In medical diagnostic applications random scattering is referred to as speckle (a term first coined in laser physics). Speckle appears as noise in the compound B-mode images commonly used for medical diagnosis. There are techniques used for reducing the speckle in images: frequency compounding, spatial compounding and more conventional image enhancement methods. It is also possible to use statistical methods to apply a time-dependent threshold level to image signals and only allow signals greater than the threshold to contribute to the brightness. The Rayleigh distribution can be used but the Weibull distribution is generally found to give better results. Similar methods are used in radar systems.

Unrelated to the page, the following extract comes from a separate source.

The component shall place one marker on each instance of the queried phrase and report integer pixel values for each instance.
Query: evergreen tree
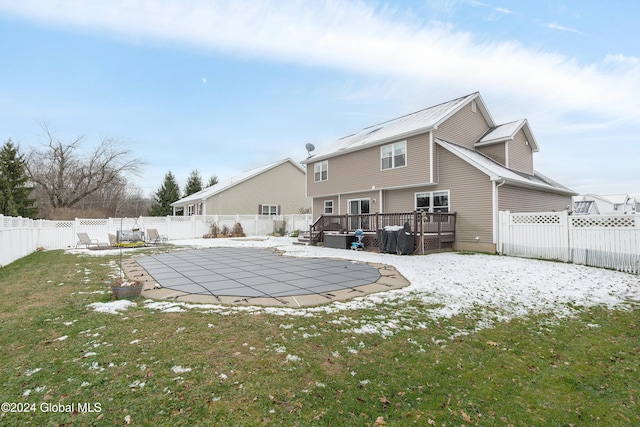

Attenuation is formally measured in nepers m-1 but it is more commonly measured in dB m-1 or sometimes in dB m-1 Hz-1. The neper is a consequence of the exponential decay of intensity with distance.

(db m-1) = 20(log10e) (neper m-1)

It is also common to compare materials in terms of attenuation per wavelength (measured in dB) because the size of an experiment or ultrasonic system is usually an important underlying factor to consider and, generally, the size of the experiment scales with the wavelength.

All materials become grainy at sufficiently small scales: concrete is grainy on a scale of the order of 10 mm, metals and alloys (putting aside amorphous metals) crystallize to form interlocking grains with sizes between a few microns to about 1 mm, water has a graininess on a molecular scale but at larger sizes there are impurities and micro-bubbles of gas present.

Once the wavelength is commensurate in size with the natural graininess of the material then scattering becomes an important effect. When scattering starts to be important then the size of the receiver will strongly affect the signal you want to process and the apparent attenuation of the material. Don’t expect the text-book value for attenuation to be accurate in predicting the attenuation in your experiment or equipment - the author of the text-book doesn’t know what size of receiver you are using.


Figure 1 - Sketch to illustrate the effect of scattering losses in an attenuation measurement experiment and the effect of receiver type on the result. The homogeneous material produces a measurable signal with a simple receiver but a heterogeneous material gives a low output (A) with a simple receiver due to apparent attenuation. However, the heterogenous material can still give a greater signal (B) with an energy detector. The signal processor used with the array receiver is either a summing circuit allowing destructive interference (output A) or a summing circuit that does not allow destructive interference (output B).

Figure 2 - A time-frequency representation of a linear sweep frequency chirp that has travelled though concrete. Colour is used to represent amplitude. The yellow region shows the chirp, which appears as an bar at an angle to the time axis - it’s slope is the rate of change of frequency of the chirp. Note that energy has been scattered to later times. The slope of the chirp changes and this is one of the effects of dispersion.

Figure 3 - Photograph of waves rendered visible using Cambridge Ultrasonics’ schlieren visualization equipment. Waves in water are scattered by a single, solid cylinder.

Figure 4 - Photograph of waves visualized in a model of concrete. The effect seen in the figure with a single cylinder is repeated with several cylinders. The random position of the scattering cylinders introduces randomness into the wave pulse but no loss of energy.